Hong Kong investor confidence has surged to a record high amid a bullish market, with over 60 percent of retail investors planning to increase their investments in the city's stocks, according to a joint survey by Bright Smart Securities (1428) and the Hong Kong Polytechnic University.
The survey revealed that most investors have reaped significant profits this year. Specifically, 41 percent of respondents reported an average return of 10 percent to 30 percent, while 9 percent achieved gains exceeding 30 percent.
The Investor Confidence Index jumped sharply from 69 to 117, breaking its previous historical peak.
In light of the bullish market, 62 percent of investors intend to inject more capital. Additionally, 28 percent indicated they would "buy the dip" if the Hang Seng Index retreats to 21,000 points.
Among the sectors, 96 percent of respondents are optimistic about technology stocks, followed by AI-concept stocks’ 74 percent. In contrast, retail and property sectors are viewed less favorably.
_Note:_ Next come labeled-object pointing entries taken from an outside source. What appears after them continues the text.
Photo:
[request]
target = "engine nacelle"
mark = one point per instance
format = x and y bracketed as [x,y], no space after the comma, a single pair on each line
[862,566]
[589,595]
Regarding market prospects, 78 percent believe Sino-US trade tensions will impact Hong Kong stocks, while 48 percent consider mainland China's economic stimulus policies a key factor.
PolyU associate professor Zhao Jing noted that the U.S. Federal Reserve's interest rate cut cycle bodes well for Hong Kong's stock and property markets. She added that US-led global tariff wars are reshaping trade patterns by forcing countries to recalibrate exports.
With AI boosting productivity across industries and Hong Kong's recent passage of a stablecoin bill, Zhao believes global macroeconomics has entered a new chapter, setting the stage for steady growth in local stocks.
Bright Smart chief executive Hui Yik-bun cautioned that uncertainties in Sino-US trade negotiations could bring volatility to strategic sectors like high-tech, chips, and AI. He advised investors to avoid overexposure in the current political climate, preserve profits, and adopt a wait-and-see approach.